L-BFGS returns a NaN gradient when providing analytical gradient. BFGS shows no issues


  • When providing an analytical gradient for optimization using LBFGS with boxed constraints, the optimizer fails occasionally due to gradient becoming NaN, i.e. g(x) = [Nan, ..., Nan].
  • The analytical gradient I provide never returns NaN.
  • When using BFGS no issue is found
  • Without an analytical gradient, i.e. letting the optimizer estimate the gradient numerically, no issue is found

Setup of optimizer

  • Objective function is strictly positive f > 0
  • Linesearch algorithm: BackTracking order 2 and 3

Code backbone

### Limits, seed and objective function
upper_limit = b*ones(number_parameters) #b >>1
lower_limit = d*ones(number_parameters) #b >> d >0
x0 = c*ones(number_parameters) #b >> c > d > 0

f = sum((elements_of_a_matrix_A)^2) #A is a function of x

### Gradient
function analytical_gradient(x,i)
	#some code using adjoint methods to calculate a gradient of a matrix A which is function of x
	return gradient_at_diagonal_element_i_of_A# ie. \nabla A[i,i]

function g!(G, x)
	for i=1:length(x)
        G[i] = analytical_gradient(x,i)
		isnan(G[i]) == true && println("Somehow the gradient became NaN")

### Callback
xs = []; gs = [];
cb = tr -> begin
            push!(xs, tr[end].metadata["x"])
            push!(gs, tr[end].metadata["g(x)"])

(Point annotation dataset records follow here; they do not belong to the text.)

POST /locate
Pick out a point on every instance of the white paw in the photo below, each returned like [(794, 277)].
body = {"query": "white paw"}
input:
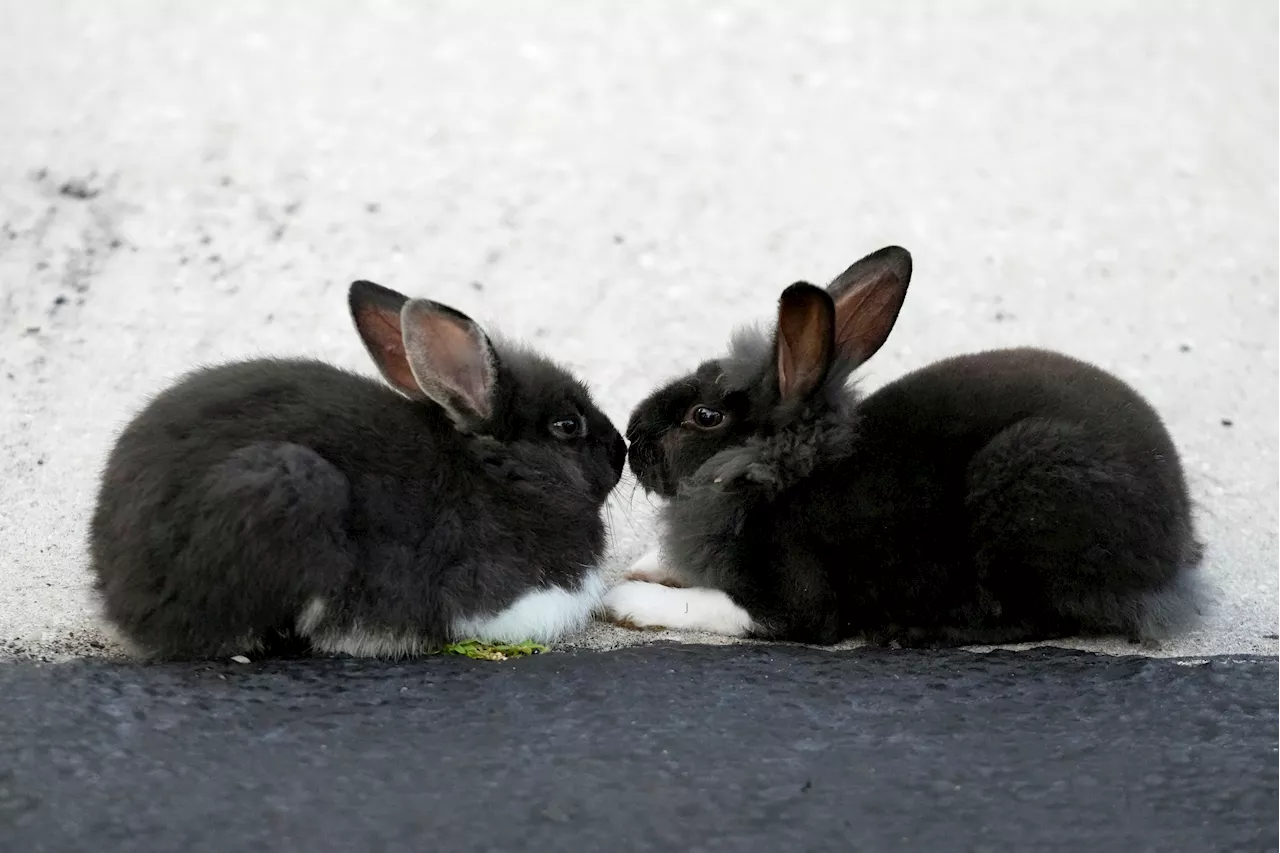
[(638, 603)]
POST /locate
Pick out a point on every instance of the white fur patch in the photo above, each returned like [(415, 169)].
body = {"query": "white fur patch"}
[(650, 568), (311, 616), (645, 605), (540, 615)]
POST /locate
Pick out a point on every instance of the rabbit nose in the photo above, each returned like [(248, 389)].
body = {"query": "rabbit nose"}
[(618, 455)]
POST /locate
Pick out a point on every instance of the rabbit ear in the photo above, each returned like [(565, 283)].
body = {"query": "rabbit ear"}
[(375, 310), (868, 297), (426, 351), (452, 360), (805, 343)]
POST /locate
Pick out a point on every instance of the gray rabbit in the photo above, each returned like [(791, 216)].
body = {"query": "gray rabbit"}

solution = Optim.optimize(f, g!, lower_limit, upper_limit, x0, Fminbox(LBFGS(linesearch=BackTracking())), Optim.Options(store_trace=true, extended_trace=true, callback=cb))

Through the callback I can observe that my gradient becomes NaN at some point of the optimization, while g! returns always a finite number.

Finally, I am running Julia 1.5.2 and

pkg> st --manifest Optim LineSearches
Status `~/.julia/environments/v1.5/Manifest.toml`
  [d3d80556] LineSearches v7.1.1
  [429524aa] Optim v1.2.0

I wonder if the issue arises during the approximation of the Hessian of the objective function. However, I have not found how to extract from the trace this Hessian to further debug.

Fortunately, for my problem BFGS is equally fine as I am working with ~ 50 parameters. But it is still puzzling why LBFGS fails.



A self-contained MWE would help a lot in investigating this.